Aptamer packing density 
The density of aptamer packing on the electrode surface is an important parameter to optimize signal. Depending on the size and nature of target molecule, different aptamer packing densities favor signal gain. Studies have shown that small target molecules enable a greater signal gain for low density aptamer packing, while larger proteins as a target generate the greatest signal at intermediate probe packing densities. Signal gain decreases as packing density increase above the range of optimal signal gain due to steric hindrance. When the probe surface neighboring an aptamer is blocked by an adjacent aptamer, the redox tag on the target-bound aptamer will not have room to come into contact with the electrode, therefore failing to report target binding. The concentration of aptamer in solution that incubates a clean probe is found to be proportional to the density of aptamers that are immobilized on the probe. Studies have reported suggesting that small targets such as cocaine E-AB sensors generate the most signal with the lowest probe packing density. Conversely, larger protein targets such as the protein Thrombin generate the most signal at intermediate probe packing densities.
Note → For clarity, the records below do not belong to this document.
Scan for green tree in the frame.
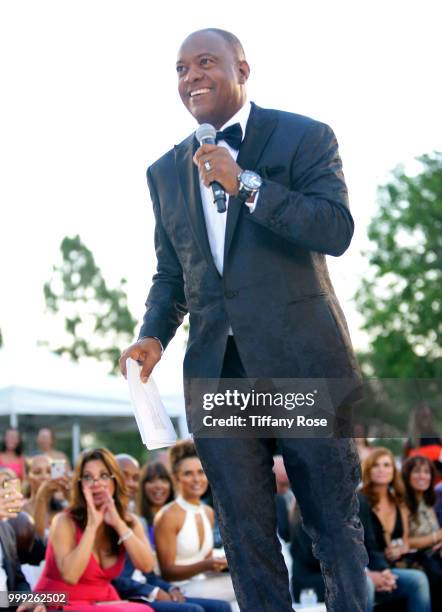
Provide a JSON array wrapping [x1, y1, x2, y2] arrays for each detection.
[[356, 152, 442, 378], [43, 236, 137, 373]]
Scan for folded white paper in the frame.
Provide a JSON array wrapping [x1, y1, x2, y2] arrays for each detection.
[[126, 358, 176, 450]]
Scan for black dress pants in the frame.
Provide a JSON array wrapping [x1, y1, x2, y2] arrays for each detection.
[[195, 338, 368, 612]]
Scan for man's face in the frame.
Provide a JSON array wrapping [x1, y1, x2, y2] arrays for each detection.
[[118, 459, 140, 499], [177, 32, 250, 129]]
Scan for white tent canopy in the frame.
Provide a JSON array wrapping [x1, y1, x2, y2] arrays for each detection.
[[0, 348, 187, 457]]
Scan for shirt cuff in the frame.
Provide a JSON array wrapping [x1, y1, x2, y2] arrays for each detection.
[[138, 336, 164, 354], [244, 191, 259, 213]]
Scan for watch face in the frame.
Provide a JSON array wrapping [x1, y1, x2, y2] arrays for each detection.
[[241, 170, 262, 190]]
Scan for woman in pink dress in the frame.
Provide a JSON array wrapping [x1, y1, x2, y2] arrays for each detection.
[[35, 448, 154, 612]]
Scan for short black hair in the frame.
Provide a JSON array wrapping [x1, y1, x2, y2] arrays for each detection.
[[187, 28, 246, 61]]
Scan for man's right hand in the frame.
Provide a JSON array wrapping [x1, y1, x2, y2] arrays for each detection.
[[120, 338, 163, 382]]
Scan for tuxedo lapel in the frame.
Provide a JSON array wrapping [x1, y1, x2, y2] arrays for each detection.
[[224, 102, 277, 266], [174, 102, 277, 276], [174, 134, 219, 276]]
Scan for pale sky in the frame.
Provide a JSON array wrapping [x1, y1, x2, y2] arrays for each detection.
[[0, 0, 442, 390]]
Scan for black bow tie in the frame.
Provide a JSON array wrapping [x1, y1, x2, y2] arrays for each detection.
[[216, 123, 242, 151]]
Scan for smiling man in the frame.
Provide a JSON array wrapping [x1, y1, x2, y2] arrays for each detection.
[[120, 28, 367, 612]]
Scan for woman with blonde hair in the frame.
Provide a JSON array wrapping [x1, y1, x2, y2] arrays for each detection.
[[358, 447, 431, 612], [35, 448, 154, 612]]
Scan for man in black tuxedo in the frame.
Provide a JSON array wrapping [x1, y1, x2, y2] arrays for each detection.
[[120, 29, 366, 612]]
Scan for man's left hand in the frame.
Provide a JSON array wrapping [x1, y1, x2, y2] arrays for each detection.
[[193, 144, 241, 196]]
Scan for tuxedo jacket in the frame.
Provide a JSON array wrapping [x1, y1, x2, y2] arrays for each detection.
[[140, 104, 358, 394]]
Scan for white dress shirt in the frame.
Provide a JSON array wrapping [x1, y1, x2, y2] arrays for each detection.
[[200, 101, 258, 276]]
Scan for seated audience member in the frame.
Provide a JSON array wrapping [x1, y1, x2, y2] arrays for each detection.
[[35, 448, 153, 612], [137, 461, 175, 546], [358, 448, 431, 612], [434, 482, 442, 525], [0, 427, 25, 480], [37, 427, 71, 469], [402, 456, 442, 610], [112, 454, 230, 612], [154, 440, 238, 609], [115, 453, 140, 514], [0, 478, 46, 612], [23, 455, 71, 539]]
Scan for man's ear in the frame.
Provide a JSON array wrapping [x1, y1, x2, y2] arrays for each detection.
[[238, 60, 250, 85]]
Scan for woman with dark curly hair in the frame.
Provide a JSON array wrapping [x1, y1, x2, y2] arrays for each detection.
[[137, 461, 175, 545], [402, 455, 442, 610], [358, 448, 431, 612], [35, 448, 154, 612], [0, 427, 26, 479]]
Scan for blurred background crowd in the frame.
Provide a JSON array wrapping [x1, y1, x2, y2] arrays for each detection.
[[0, 427, 442, 612]]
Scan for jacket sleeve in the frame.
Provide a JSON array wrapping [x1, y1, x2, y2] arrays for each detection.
[[247, 122, 354, 256], [139, 169, 187, 348]]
SAM nature and surface chemistry 
Consecutively, the probe is incubated in a SAM to make the surface of the probe that is unoccupied unreactive to target or further aptamer binding. The optimized SAM thickness is thick enough for the surface to be passivated against target binding and thin enough to transfer electrons from the redox reporter to the electrode. SAM thickness can be measured as length. It has been reported that cocaine E-AB sensors generate more signal when the SAM is thinner and therefore more conductive. However, reducing the SAM from 6 carbons to 2 carbons decreases signal, and peak current is generated using a 6-carbon SAM.

ACV frequency 
The ACV frequency is used to monitor the Faradaic current, which quantifies target binding. The generation of signal has been reported to be insensitive to ACV frequency as long as the ACV is in a sensible range, therefore, not too low to be detected or too fast. The ACV frequency is used instead of a single-directional current to protect the degradation of the electrodes. Square wave voltammetry is applied and measured to analyze the change in current as the voltage is swept linearly across an electrode.

Aptamer generation 

Design and fabrication of E-AB aptamers is consistent with methods used for previously reported aptamers. SELEX is a well known selection method for fabrication and selection of nucleotide aptamers. SELEX is relatively limited by the amount of enrichment that can be achieved in a single round. A less-reported screening method for aptamer fabrication that overcomes this limitation is affinity-based library enrichment that has been termed Particle Display.

Particle Display 
Particle Display produces higher yields of higher affinity aptamers in less rounds than conventional selection methods. In this method, libraries of aptamers are separated into aptamer particles and separated by FACS based on affinity. Only the highest affinity aptamer particles are isolated and sequenced into aptamers. This is an affinity-base selection process that is more efficient than selection methods such as SELEX. Particle display may be a reliable aptamer generation method for E-AB sensors due to the high affinity and specificity of target binding.

Promising applications 
E-AB biosensors as basis for controlled drug delivery. Feedback-controlled drug delivery for continuous drug administration with dosage levels based on integrating E-AB signal calculations into a drug administering medical device. E-AB biosensors do not require reagents, are inexpensive compared to antibody detection methods, can be used in blood or other fluids with high abundance of non-target molecules, and they are reusable. These are all factors that make E-AB biosensors a promising method for feedback-controlled drug delivery dependent on integrated calculations of computer programming.